There is no longer a competitive advantage to knowing more than the person next to you.

The world doesn't care about what you know - but cares about what you can do with what you know.

Those who are most likely to succeed are not those good at school and managed to get diplomas or degrees - the future will demand a very different set of skills and dispositions.

Children are going to need to: (this list is not exhaustive)

- learn through trial and error
- learn to take risks
- create
- communicate
- collaborate
- think critically

"It's an entirely different set of habits and dispositions. It's not skills instead of knowledge - Knowledge matters - academic content matters. That's the easy part. Skills matter more than academic content." 

And intrinsic motivation matters most - if you are intrinsically motivated you will continuously acquire new skills and the content knowledge you will need to succeed.


There is a challenge here to get people to understand our changing world, to have a different vision, we are living in the midst of the change and therefore it is hard sometimes for people to see past what they know. 

How do we shift that culture of "it worked for me and it should work for them?"

Dr Tony Wagner was involved in the creation of the film "Most Likely to Succeed."  one of the purposes of this movie was to create discussion around this topic - How the world has changed and what should be the education priorities around this change?

We need to be innovative, but innovative with good research behind us. We need to encourage our teaching staff to do the research and trial different innovative ideas.

Support this innovation with a budget. Work together to create these new practices. Encourage our staff to work collaboratively - isolation is the enemy of innovation.
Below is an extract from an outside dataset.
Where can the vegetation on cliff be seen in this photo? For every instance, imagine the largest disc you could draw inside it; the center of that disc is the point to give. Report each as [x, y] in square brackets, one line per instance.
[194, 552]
We need to encourage teams of teachers to work together to and take risks.

What does this mean for us at St Francis of Assisi Catholic School?

- We are challenged to share information about our changing world with our parent community
- We are challenged to have a good evidence based rationale for what we are doing 
- We are challenged to share research and evidence with our parent community
- We need to visit other schools that are on the same path as we are and unpack what they are doing that takes learning deeper
- We are challenged to evaluate our programmes in order to ensure that we are taking learning deeper.